Over the last few decades, India has established itself as one of the fastest developing countries in the face of the world economy. The steep rise in development has resulted in an upsurge in economic activities over foreign investments influx, paired with technological collaborations. This increased transactions across the border, throwing several challenges on India’s taxation front regarding such foreign entities.

Principally, when a company is incorporated in Indian soil, the income generated via its revenues is taxable in the country itself. Based on the principle of “Residential base,” India also holds the right to account for tax on the company’s global income. Further, India also holds the right to tax income for a foreign company if its revenue is generated from activities in India. 

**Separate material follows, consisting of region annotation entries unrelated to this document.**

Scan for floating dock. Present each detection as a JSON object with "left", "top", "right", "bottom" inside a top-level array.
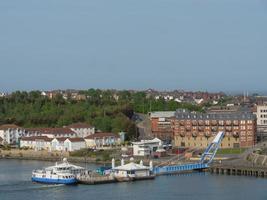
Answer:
[{"left": 209, "top": 165, "right": 267, "bottom": 178}]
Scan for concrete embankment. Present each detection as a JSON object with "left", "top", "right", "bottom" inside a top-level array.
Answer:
[
  {"left": 0, "top": 149, "right": 101, "bottom": 163},
  {"left": 210, "top": 153, "right": 267, "bottom": 178}
]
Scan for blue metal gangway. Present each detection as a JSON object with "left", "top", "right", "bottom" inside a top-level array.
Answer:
[{"left": 153, "top": 132, "right": 224, "bottom": 175}]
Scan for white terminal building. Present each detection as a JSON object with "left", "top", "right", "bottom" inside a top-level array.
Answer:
[{"left": 132, "top": 138, "right": 163, "bottom": 156}]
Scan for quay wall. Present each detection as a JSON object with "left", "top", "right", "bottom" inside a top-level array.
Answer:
[{"left": 0, "top": 149, "right": 98, "bottom": 163}]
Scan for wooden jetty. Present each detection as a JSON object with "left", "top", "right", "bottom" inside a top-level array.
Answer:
[
  {"left": 209, "top": 165, "right": 267, "bottom": 178},
  {"left": 77, "top": 172, "right": 117, "bottom": 185}
]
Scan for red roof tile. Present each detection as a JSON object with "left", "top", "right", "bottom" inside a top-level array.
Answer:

What Does The Indian Income Tax Act Say? 

As per the Indian Income Tax Act, if income from any foreign company is deemed or received in India OR deemed to have raised/ accrued in India, such revenue is generated. And, following the “source base” principle of taxation, India holds the right to tax such income. Such taxation is generally at a reduced rate of tax and on gross receipt of the foreign company. This section covers only specific income categories like Royalties, Fees for technical services, interest, dividends, etc., which are covered by this section.

Other Use Cases Of Permanent Establishment In India

Suppose the foreign company has extended its presence in the country and is carrying out its activities in the country. In that case, their derived income is to the extent that it becomes taxable in India. With this logic, we derive the concept of Permanent Establishment (PE) for companies in the country.  

Article 5 on DTAA (Double Tax Avoidance Agreements) signifies that India has collaborated with multiple countries, thus defining the term PE as “A permanent establishment or fixed place for organizations via which operations of an enterprise can be executed either wholly or partly.” 

There are the following types of PEs:

A fixed place permanent enterprise or PE of foreign enterprise exists in the source country (India) only when they satisfy the following tests:

  1. Physical place: The business must operate from a physical place; it doesn’t matter whether leased or owned.
  2. Location: The location or place for business needs to be fixed. Further, the employee’s residence may also be used as a PE if the operations are carried out from there, and the place is used as an office for business.
  3. Permanence: The place of business should not be floating and needs to be fixed for an extended period. It needs to have a reasonable degree of regularity and continuity. It needs to be ‘carried on,’ signifying that a mere transient, passing, or everyday activity, though carried out from a particular place, will not come under the scope of PE’s definition.
  4. At Disposal: It states that the business must be at the disposal of a foreign entity. Suppose the organization is located at the business premises of any other foreign enterprise or Indian enterprise. In that case, it needs to have a particular part of the place at its constant disposal. This way, it might be considered as having a PE in India.
  5. Business activity: Organizations need to carry out proper activity from a fixed place of operation. 

 

To add to the list, here are some specific inclusions to PE in Article 5(2) of treaties:

  1. Place of Management: The place of management refers to the place where ‘control and management’ reside for an enterprise.
  2. Branch: When non-resident enterprises execute their operations via a branch in India, it is generally referred to as PE of the non-resident enterprise.
  3. Office: Office refers to a fixed room, place, and building from which business operations can be carried.
  4. Factory: It is a place where the manufacturing and processing of goods are carried out.
  5. Workshop: A workshop is a place where industrial processes are executed. It generally highlights any place where collective manual labor under an employer is done via making, trade, repairing, etc.

In addition to the above, Oil, Mines, Quarry, Gas well, Oil exploration is also considered PE in India.

Consequences of Establishment of PE in India

Once a foreign organization is determined to have a PE in India, the profits generated from its operating activities are taxed under the “Business Income,” according to Article 7 of the treaties. The list of consequences include: 

  • Profits operated from the PE are the revenues that the PE would have generated if used independently in similar or same activities within similar or identical conditions as the rest of the company.
  • They need to maintain their books of accounts compulsorily.
  • They must apply for PAN and get their businesses registered under Indirect tax regulations.

Now You Know!

PE is one of the most crucial aspects for organizations when it comes to running operations across borders. This works as a significant means by which companies are exposed to filing tax returns, value-added tax, corporate income tax, and comply with a vivid range of other similar obligations. Therefore, before you plan to establish a business, ensure that you know everything around PE.